Friday, April 07, 2006

Watching the Flood Come

This past week, our community has been dealing with the flood of the Red River of the North. The Red is predictably unpredicable. Every spring we know its going to flood, but we're not sure how much. The unpredictability comes from the flat flood plain. It's like trying to manage water on a cookie sheet.

Usually when I mention a flooding river, what comes to mind is a fast gushing river, with a roiling wave of water rushing through a city, sweeping way everyone in its path. Those California "flash floods" seem so exciting. One minute you're having a picnic, the next you're being swept out to sea clinging to a chicken leg.

The Red isn't nearly so exciting when it floods. The Red comes to your house like your blacksheep cousin: it doesn't arrive when its expected, it stays too long, and leaves too late.

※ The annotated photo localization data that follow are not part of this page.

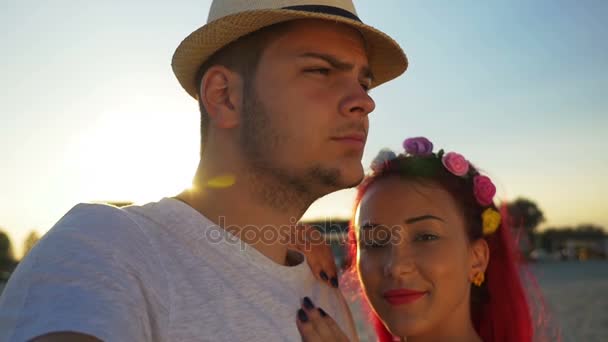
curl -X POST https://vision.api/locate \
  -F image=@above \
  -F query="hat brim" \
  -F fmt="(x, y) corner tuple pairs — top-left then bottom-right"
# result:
(172, 9), (408, 99)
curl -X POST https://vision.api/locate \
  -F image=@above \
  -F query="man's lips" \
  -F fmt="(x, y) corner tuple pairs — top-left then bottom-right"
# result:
(331, 133), (366, 146)
(383, 288), (427, 306)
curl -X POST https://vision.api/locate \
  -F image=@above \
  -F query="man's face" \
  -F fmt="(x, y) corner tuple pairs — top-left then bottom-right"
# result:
(241, 19), (375, 198)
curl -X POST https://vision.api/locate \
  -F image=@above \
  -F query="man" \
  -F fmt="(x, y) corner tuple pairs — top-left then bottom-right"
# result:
(0, 1), (407, 341)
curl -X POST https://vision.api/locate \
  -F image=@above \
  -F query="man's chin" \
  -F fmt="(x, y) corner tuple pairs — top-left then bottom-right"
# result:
(343, 169), (365, 188)
(330, 167), (365, 191)
(303, 162), (364, 196)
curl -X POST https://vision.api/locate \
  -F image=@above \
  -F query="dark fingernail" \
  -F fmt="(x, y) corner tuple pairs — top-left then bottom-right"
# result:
(331, 277), (339, 288)
(303, 296), (315, 310)
(320, 271), (329, 281)
(318, 308), (327, 317)
(298, 308), (309, 322)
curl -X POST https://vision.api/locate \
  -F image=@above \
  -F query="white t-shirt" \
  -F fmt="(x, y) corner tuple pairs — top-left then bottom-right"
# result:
(0, 198), (357, 341)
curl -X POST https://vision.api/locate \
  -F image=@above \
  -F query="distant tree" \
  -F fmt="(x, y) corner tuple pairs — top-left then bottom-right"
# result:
(23, 230), (41, 257)
(0, 229), (17, 280)
(542, 224), (605, 238)
(574, 224), (606, 236)
(506, 198), (545, 253)
(539, 224), (606, 255)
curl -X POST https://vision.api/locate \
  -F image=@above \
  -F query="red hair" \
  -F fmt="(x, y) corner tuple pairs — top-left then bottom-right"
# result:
(345, 155), (536, 342)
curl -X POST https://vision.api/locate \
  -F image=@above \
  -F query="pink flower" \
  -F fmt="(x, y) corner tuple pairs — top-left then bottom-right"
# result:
(474, 175), (496, 206)
(403, 137), (434, 156)
(441, 152), (469, 176)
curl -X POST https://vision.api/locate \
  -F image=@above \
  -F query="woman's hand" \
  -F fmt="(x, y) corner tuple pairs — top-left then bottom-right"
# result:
(287, 225), (339, 288)
(296, 297), (350, 342)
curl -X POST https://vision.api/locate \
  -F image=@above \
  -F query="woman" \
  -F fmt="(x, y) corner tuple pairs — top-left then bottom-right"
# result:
(295, 137), (539, 341)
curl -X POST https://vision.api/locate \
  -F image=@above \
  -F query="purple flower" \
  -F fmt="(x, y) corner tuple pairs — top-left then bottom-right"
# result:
(403, 137), (434, 156)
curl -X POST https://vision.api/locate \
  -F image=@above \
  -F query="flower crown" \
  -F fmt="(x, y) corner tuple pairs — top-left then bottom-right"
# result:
(371, 137), (501, 236)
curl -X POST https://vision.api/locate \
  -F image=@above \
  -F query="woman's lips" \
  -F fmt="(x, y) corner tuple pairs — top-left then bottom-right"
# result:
(383, 288), (427, 306)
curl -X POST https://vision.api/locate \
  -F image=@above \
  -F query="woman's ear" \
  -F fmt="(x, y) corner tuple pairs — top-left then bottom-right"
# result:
(199, 65), (243, 129)
(469, 238), (490, 280)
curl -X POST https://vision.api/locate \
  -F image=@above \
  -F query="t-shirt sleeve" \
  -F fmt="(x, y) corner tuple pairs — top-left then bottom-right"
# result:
(0, 204), (169, 342)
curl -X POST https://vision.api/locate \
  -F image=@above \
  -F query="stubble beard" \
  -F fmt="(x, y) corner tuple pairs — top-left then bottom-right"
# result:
(239, 85), (357, 214)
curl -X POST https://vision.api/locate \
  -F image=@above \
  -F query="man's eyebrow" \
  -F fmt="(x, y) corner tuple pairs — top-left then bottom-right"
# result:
(404, 215), (445, 225)
(298, 52), (374, 81)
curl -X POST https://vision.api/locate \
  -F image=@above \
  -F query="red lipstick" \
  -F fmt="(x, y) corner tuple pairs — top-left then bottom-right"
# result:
(383, 288), (427, 306)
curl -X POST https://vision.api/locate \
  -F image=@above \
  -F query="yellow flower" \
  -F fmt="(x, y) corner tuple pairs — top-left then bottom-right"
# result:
(482, 208), (501, 235)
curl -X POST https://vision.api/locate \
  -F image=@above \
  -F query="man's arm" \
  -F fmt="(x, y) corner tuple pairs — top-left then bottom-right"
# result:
(0, 204), (166, 342)
(31, 332), (101, 342)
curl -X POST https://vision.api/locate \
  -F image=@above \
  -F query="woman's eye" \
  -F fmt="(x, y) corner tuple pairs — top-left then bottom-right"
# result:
(362, 239), (390, 249)
(414, 234), (438, 242)
(360, 234), (391, 249)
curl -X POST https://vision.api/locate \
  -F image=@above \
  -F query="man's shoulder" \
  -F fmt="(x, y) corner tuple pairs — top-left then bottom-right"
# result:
(51, 198), (189, 237)
(0, 200), (169, 342)
(30, 201), (170, 262)
(49, 202), (145, 240)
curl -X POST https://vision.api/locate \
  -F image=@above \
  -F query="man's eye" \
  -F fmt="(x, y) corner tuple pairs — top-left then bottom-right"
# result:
(414, 234), (439, 242)
(305, 68), (330, 75)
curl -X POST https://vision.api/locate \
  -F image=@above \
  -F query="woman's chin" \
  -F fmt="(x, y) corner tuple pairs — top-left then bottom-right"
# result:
(382, 313), (432, 340)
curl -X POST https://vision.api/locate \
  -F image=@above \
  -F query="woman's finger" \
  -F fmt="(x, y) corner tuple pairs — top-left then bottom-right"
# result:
(302, 300), (335, 341)
(300, 297), (350, 341)
(303, 225), (339, 288)
(296, 308), (322, 342)
(318, 307), (350, 342)
(312, 233), (339, 287)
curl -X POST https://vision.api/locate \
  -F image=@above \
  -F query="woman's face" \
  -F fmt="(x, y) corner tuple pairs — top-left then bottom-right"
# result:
(355, 176), (487, 338)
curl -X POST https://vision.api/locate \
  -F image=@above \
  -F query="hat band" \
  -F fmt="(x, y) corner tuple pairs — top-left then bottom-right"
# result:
(282, 5), (362, 23)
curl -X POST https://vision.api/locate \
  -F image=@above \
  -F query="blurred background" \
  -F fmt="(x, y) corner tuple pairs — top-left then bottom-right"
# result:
(1, 0), (606, 340)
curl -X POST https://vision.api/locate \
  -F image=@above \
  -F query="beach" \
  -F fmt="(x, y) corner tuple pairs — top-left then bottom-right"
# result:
(531, 260), (608, 341)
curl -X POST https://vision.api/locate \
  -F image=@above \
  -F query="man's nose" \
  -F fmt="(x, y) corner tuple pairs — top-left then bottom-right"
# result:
(339, 80), (376, 118)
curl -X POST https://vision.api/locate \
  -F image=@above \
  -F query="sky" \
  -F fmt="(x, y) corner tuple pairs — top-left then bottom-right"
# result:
(1, 0), (607, 258)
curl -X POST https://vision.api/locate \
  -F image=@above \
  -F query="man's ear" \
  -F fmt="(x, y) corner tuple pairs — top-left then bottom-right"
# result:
(469, 238), (490, 280)
(199, 65), (243, 129)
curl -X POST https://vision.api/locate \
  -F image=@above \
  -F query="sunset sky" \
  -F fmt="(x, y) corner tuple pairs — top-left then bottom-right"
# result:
(1, 0), (607, 258)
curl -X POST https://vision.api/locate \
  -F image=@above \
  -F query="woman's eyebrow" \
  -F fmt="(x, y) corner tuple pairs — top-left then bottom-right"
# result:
(360, 222), (383, 230)
(404, 215), (445, 224)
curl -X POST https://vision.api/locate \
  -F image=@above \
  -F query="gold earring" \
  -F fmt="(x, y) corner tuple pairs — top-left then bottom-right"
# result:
(472, 272), (485, 287)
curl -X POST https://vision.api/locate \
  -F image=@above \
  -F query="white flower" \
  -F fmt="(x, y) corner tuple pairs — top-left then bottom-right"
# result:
(371, 149), (397, 172)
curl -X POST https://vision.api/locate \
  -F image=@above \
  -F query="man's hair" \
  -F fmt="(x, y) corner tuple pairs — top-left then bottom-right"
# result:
(195, 22), (292, 156)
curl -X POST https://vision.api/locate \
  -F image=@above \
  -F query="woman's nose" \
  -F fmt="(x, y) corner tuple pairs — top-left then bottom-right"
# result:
(383, 244), (417, 279)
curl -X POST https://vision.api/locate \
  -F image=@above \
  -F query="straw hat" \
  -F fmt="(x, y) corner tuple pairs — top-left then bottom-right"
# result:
(172, 0), (408, 99)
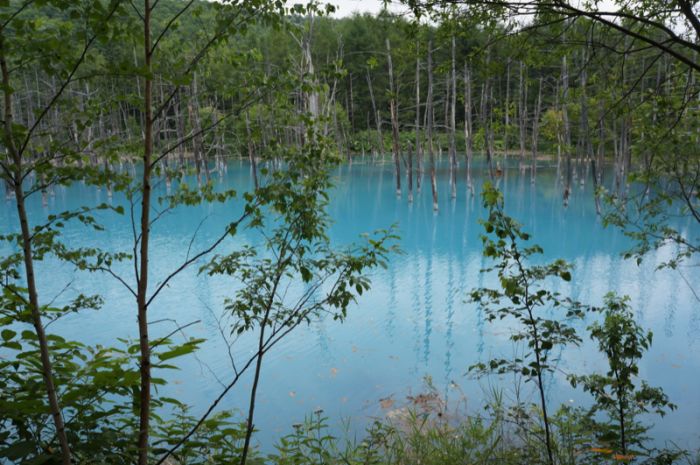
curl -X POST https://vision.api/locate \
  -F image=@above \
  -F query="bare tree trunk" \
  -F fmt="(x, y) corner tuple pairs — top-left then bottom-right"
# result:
(579, 50), (594, 194)
(464, 62), (474, 196)
(348, 72), (355, 133)
(189, 73), (208, 185)
(531, 77), (543, 184)
(427, 38), (438, 211)
(596, 98), (606, 195)
(302, 20), (319, 120)
(518, 61), (528, 166)
(245, 110), (258, 189)
(444, 72), (450, 134)
(504, 59), (511, 158)
(620, 116), (631, 198)
(480, 49), (495, 180)
(562, 55), (572, 207)
(449, 36), (457, 199)
(175, 88), (187, 170)
(386, 39), (401, 196)
(366, 69), (382, 157)
(415, 45), (423, 192)
(612, 117), (620, 191)
(408, 142), (414, 203)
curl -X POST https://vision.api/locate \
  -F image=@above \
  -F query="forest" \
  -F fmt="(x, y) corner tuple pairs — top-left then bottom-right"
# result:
(1, 0), (699, 464)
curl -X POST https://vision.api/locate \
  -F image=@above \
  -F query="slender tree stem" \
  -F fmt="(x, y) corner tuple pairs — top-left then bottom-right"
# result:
(137, 1), (153, 463)
(1, 31), (72, 465)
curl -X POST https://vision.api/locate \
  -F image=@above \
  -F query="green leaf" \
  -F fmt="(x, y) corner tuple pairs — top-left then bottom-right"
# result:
(157, 343), (199, 361)
(0, 441), (36, 460)
(1, 329), (16, 341)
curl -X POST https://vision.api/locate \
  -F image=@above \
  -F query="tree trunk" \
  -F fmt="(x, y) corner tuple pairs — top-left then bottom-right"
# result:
(366, 69), (382, 157)
(348, 72), (355, 132)
(449, 36), (457, 199)
(386, 39), (401, 196)
(415, 45), (423, 192)
(408, 142), (414, 203)
(562, 55), (572, 207)
(504, 59), (511, 158)
(245, 110), (258, 189)
(1, 32), (72, 465)
(188, 74), (208, 185)
(464, 62), (474, 196)
(137, 2), (154, 462)
(518, 61), (528, 166)
(531, 77), (543, 184)
(427, 38), (438, 211)
(481, 50), (495, 180)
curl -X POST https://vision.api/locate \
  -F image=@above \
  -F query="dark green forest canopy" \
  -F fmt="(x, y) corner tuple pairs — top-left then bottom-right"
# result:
(5, 0), (698, 160)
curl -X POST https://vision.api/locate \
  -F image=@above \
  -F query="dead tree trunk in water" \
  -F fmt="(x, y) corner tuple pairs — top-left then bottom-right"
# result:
(366, 69), (382, 157)
(449, 36), (457, 199)
(464, 62), (474, 196)
(578, 48), (593, 188)
(427, 38), (438, 211)
(386, 38), (401, 196)
(415, 45), (423, 192)
(189, 73), (208, 185)
(593, 99), (605, 214)
(531, 77), (543, 184)
(518, 61), (528, 167)
(504, 59), (511, 158)
(408, 142), (414, 203)
(480, 50), (495, 180)
(619, 116), (631, 199)
(444, 73), (450, 137)
(245, 110), (258, 189)
(562, 55), (573, 207)
(175, 88), (187, 169)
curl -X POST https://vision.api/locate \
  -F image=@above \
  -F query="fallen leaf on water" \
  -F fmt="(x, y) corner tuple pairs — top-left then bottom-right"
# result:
(330, 368), (338, 377)
(340, 396), (348, 403)
(379, 396), (395, 409)
(352, 345), (358, 353)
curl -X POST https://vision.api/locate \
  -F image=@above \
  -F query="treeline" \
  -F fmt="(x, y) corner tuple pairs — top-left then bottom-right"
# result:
(5, 1), (698, 208)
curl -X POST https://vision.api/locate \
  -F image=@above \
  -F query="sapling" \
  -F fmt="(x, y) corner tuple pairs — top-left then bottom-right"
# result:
(569, 293), (677, 458)
(470, 182), (587, 465)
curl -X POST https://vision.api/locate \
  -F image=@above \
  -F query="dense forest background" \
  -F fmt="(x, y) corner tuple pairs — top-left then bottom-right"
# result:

Our house is on coulee that leads to the river, (except in April when it leads the river to us). During the past week, the kids and I have been using sticks in the ground to chart it's advance up the sloping hill of our back yard. I thought it might help with their anxiety, but truthly, it helped with my anxiety. The kids hardly cared that the river was coming at our home, and asked me many times if we could go fishing.

Sitting on the deck in our back yard, sipping a glass of pino, and looking out at a lake where there was none just days before, it's its hard not to be philosophical. Floods are great metaphores.

Don't we all have floods in our lives? Sometimes danger come like the Red River. We know its out there, we can see it coming. Even when its imminent, the temptation is to leave the sandbagging till the last second. Hopefully someone will come to help us when we call.

Experience living with this river has taught me that its best to be proactive when dealing with difficulties in my life. What kinds of Red River floods are there in your life? What should you be doing to prepare?